Last year, long after the worst of the news from BP's oil spill in the Gulf of Mexico had receded from the headlines, we reported on a feel-good news item from General Motors that emerged in the wake of the spill:

The company is planning to collect the booms used to absorb oil from the spill along 100 miles of the Alabama and Louisiana coasts and recycle them into parts to be used in the new Chevy Volt.
GM estimates it will net about 100,000 pounds of plastic resin from recycling the booms, which it will then use to make air deflectors for the Volt's radiator. The amount of recycled plastic from the booms will be enough to supply parts for the entire estimated first year of Volt production.

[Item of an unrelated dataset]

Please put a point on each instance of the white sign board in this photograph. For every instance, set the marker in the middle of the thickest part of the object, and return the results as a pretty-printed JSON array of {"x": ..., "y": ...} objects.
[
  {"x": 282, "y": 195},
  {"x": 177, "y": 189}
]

Nearly six months later, it turns out the project was far more successful -- or perhaps the spill was far worse and more boom-intensive -- than imagined.

General Motors today is reporting that the project to collect booms from the Gulf of Mexico and recycle them into parts for the Chevy Volt has far exceeded its original goals, with more then 212,000 pounds of waste diverted from landfill. The material has more than met the annual demand for air-deflecting baffles in the Chevy Volt (pictured above).

"GM decided to offer assistance by collecting boom material from the Gulf coast until there was no longer a need," John Bradburn, GM's manager of waste-reduction efforts, said in a statement. "We're in the process of identifying other areas where the material we have left can be used -- potentially in our plants -- now that we have a sufficient quantity for the Volt."

Among the savings from the project, according to GM:

• Reuse 227 miles of the absorbent boom material;
• Save 29,000 gallons of water and oil from the nation's landfills;
• Eliminate 212,500 pounds of waste from being thrown out;
• Eliminate 149 tons of CO2-equivalent emissions from entering the air.

The air deflectors that use the upcycled booms, consist of 25 percent boom material, 25 percent recycled tires from GM's Milford Proving Ground vehicle test facility, and 25 percent packaging plastic from GM's Fort Wayne Assembly plant. The final quarter is a mix of post-consumer recycled plastics and other polymers.

The project highlights GM's efforts to rethink the idea of waste, which has in the last year or so focused on reducing and eliminating waste wherever possible. At the end of 2010, GM announced that half of its plants are now landfill-free, six months after it renewed its commitment to zero waste.

"We applaud GM for moving beyond traditional corporate responsibility efforts and finding a way to turn a portion of the waste from one of the worst environmental challenges in our nation's history into something valuable," Corey Lambrecht, president of Earth911 -- one of GM's partners in the project -- said in a statement today. "We need more, creative cleanup and recycling efforts like these."